Three is often the perfect number for the successful delivery and execution of an OKR strategy.

What do I mean by that? I am referring to the combination of client, coach and software provider. At the centre of this happy trinity is a business that wants to use the OKR framework to help transform themselves; they’re supported by a coaching consultancy like AuxinOKR to help them execute their strategy, and both are working alongside a software specialist.

Working together you have a very powerful team driving in the same direction with a very clear purpose.

The general over-arching objective is usually to help a company or organisation grow through the introduction of operational changes that align people, systems and effort to a clear pathway.

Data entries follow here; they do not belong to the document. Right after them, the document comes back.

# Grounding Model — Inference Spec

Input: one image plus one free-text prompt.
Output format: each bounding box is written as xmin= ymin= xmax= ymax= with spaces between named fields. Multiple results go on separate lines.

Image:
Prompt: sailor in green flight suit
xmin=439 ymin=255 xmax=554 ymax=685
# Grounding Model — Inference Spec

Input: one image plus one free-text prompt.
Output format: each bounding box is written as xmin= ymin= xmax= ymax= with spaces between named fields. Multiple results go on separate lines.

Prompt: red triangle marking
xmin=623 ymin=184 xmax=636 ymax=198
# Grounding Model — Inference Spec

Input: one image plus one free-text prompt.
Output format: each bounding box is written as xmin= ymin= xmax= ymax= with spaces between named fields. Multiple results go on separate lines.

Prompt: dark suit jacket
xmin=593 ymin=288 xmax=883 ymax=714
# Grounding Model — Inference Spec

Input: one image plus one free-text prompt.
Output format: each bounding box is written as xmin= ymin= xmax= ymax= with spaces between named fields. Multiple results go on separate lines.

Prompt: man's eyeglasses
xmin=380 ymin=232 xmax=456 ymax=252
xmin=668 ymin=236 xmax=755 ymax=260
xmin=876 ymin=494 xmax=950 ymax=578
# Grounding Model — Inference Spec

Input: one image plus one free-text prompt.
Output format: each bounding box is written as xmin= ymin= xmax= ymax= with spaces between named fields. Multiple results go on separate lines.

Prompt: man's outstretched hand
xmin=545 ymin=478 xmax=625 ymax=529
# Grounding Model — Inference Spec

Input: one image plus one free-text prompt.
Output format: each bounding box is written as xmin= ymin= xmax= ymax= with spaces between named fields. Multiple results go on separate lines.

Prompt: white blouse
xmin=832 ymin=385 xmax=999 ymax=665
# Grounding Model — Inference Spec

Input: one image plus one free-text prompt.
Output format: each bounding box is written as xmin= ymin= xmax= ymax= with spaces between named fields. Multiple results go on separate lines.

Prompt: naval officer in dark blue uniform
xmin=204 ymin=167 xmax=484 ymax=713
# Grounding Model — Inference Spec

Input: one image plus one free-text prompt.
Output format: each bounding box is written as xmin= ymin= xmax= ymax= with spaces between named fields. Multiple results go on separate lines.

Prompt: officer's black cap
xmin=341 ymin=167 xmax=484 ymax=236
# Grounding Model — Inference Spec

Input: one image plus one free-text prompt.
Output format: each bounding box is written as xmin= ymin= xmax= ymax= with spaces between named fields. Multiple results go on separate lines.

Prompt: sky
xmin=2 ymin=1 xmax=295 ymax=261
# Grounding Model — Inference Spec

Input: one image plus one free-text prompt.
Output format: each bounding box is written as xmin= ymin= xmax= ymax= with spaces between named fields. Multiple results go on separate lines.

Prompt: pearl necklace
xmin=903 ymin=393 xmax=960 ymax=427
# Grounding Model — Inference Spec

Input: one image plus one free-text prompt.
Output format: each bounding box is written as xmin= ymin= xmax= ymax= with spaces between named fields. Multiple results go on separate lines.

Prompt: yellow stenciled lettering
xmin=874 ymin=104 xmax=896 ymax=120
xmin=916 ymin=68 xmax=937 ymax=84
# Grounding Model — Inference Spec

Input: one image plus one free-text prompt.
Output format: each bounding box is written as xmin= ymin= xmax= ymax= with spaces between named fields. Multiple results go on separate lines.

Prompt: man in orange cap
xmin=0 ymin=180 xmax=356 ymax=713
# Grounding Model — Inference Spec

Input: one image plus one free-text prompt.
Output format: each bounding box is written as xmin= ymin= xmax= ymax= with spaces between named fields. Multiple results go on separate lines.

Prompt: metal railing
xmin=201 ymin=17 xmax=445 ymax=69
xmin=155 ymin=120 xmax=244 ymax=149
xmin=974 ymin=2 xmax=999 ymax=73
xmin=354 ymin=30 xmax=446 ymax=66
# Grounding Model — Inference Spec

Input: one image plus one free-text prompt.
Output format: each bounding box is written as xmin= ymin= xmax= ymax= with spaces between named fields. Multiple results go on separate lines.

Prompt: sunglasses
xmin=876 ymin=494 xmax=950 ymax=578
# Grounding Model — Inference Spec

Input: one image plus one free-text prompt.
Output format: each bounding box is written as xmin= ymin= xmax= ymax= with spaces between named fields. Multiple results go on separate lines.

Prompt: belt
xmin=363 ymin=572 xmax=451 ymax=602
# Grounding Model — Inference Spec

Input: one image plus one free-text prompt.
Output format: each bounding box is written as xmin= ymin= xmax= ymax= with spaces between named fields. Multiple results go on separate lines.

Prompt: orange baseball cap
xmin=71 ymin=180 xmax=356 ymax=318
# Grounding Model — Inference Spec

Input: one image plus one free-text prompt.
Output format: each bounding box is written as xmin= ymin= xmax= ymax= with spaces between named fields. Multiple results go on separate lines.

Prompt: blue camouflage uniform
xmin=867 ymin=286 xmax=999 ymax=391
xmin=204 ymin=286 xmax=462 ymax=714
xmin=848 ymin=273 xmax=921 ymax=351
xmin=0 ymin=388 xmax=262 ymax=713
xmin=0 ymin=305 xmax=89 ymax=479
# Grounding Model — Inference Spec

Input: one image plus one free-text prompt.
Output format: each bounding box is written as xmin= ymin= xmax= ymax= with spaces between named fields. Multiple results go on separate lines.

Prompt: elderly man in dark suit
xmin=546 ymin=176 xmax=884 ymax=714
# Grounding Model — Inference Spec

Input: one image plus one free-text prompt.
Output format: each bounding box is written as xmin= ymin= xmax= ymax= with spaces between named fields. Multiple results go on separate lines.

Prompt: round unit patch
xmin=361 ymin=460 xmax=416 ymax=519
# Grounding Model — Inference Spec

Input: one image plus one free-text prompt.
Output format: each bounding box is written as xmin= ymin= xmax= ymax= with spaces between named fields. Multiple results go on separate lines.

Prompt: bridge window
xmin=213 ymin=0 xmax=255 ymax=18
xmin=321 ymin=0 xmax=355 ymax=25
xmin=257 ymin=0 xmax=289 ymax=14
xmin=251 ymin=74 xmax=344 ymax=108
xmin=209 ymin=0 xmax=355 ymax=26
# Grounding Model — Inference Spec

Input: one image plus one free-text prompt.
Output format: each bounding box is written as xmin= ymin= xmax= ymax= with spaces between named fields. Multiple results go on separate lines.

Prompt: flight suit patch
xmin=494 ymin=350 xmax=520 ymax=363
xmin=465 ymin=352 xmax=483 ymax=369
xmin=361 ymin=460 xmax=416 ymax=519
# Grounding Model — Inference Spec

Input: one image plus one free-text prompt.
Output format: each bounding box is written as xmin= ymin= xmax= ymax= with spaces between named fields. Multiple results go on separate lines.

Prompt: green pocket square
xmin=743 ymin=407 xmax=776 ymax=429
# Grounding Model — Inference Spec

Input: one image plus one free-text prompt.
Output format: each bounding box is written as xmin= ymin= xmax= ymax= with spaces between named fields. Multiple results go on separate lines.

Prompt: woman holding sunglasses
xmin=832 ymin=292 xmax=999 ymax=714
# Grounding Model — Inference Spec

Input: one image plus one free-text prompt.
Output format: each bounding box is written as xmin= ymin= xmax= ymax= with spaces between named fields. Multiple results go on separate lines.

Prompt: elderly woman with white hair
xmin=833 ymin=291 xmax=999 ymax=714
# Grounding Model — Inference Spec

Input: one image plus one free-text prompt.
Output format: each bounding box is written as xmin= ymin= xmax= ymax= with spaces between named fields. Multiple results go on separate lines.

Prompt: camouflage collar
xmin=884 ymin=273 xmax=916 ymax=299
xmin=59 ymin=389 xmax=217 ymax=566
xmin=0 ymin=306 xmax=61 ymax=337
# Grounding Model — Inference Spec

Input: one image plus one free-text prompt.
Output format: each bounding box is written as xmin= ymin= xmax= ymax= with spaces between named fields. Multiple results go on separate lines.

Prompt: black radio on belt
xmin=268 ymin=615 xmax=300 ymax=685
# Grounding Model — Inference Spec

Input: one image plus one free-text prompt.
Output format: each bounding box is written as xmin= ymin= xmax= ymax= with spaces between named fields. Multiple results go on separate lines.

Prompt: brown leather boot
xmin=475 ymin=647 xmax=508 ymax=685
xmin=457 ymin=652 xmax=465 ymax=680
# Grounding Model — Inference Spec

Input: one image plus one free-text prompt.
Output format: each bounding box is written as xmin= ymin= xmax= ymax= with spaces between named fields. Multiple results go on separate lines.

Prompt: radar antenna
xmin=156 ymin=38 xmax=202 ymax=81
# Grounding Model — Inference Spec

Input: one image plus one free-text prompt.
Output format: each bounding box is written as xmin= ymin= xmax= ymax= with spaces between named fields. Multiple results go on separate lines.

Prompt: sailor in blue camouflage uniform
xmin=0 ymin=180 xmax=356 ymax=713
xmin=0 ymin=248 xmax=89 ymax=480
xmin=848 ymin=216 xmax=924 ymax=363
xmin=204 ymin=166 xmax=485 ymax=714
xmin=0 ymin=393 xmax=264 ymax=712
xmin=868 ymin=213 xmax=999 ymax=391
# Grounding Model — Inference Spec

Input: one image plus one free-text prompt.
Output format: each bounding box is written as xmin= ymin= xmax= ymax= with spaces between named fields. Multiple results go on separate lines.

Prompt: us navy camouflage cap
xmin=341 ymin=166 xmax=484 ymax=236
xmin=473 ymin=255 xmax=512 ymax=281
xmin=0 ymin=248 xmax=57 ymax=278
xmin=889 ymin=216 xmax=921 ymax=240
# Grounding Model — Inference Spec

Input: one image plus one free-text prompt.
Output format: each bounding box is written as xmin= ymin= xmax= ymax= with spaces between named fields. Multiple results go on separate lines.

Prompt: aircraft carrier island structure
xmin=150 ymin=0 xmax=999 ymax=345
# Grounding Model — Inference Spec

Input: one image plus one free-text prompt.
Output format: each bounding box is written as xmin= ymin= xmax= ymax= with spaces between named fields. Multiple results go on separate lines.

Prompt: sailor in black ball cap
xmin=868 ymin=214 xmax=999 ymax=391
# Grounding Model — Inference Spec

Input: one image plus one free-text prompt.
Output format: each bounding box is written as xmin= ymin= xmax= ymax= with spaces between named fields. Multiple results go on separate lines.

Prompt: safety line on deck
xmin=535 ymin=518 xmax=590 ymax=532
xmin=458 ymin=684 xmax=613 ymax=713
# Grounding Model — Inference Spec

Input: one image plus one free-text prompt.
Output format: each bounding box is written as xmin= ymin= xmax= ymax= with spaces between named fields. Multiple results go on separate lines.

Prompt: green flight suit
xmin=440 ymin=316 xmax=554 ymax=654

In the ideal scenario the senior management team sets the overall strategy and helped by the coach frames appropriate objectives, underpinned by measurable key results. As coaches we will challenge, shape and help refine the OKRs then guide the business to the right path; the software will provide transparency, focus and constant eye on metrics of progress and performance.

Another way to see this partnership, in terms of better understanding its strength is to compare this trinity of client, coach and software provider with that of an author, editor and publisher.

If, in this case, we compare the client to an author; they’re the person with the vision, messaging and purpose. Through their narrative and story-telling skills they are creating the ‘why and the what.’

Our role as coach in that very first phase of either introducing or resetting OKRs can be thought of as an editor; we’re helping the author/client craft and shape the messaging and narrative – we’re trying to add the ‘what and how’.

In this scenario the software provider performs a similar role to a publisher – socialising, publicising, aligning and visualising the ‘how and when’.

There is a real craft to writing and then refining a company’s OKRs; without supportive coaching this is where many people go wrong. It’s easy to confuse tasks with objectives and key results. There can be a tendency to set too many objectives.

Deeper into the project – the implementation phase – the client as author is reacting to the impact of their work and adjusting their OKRs; they’re amending and refining; verifying and testing, reworking the narrative according to the metrics provided.

At this point the coach, as ‘editor’ is encouraging, steering, and course-setting with the software provider tracking, broadcasting and signalling.

By the final stage – embedding OKRs across the organisation – the message is focussed, there’s alignment throughout (everyone is on the same page, as it were) ambition is tracking in the right direction and objectives are being met.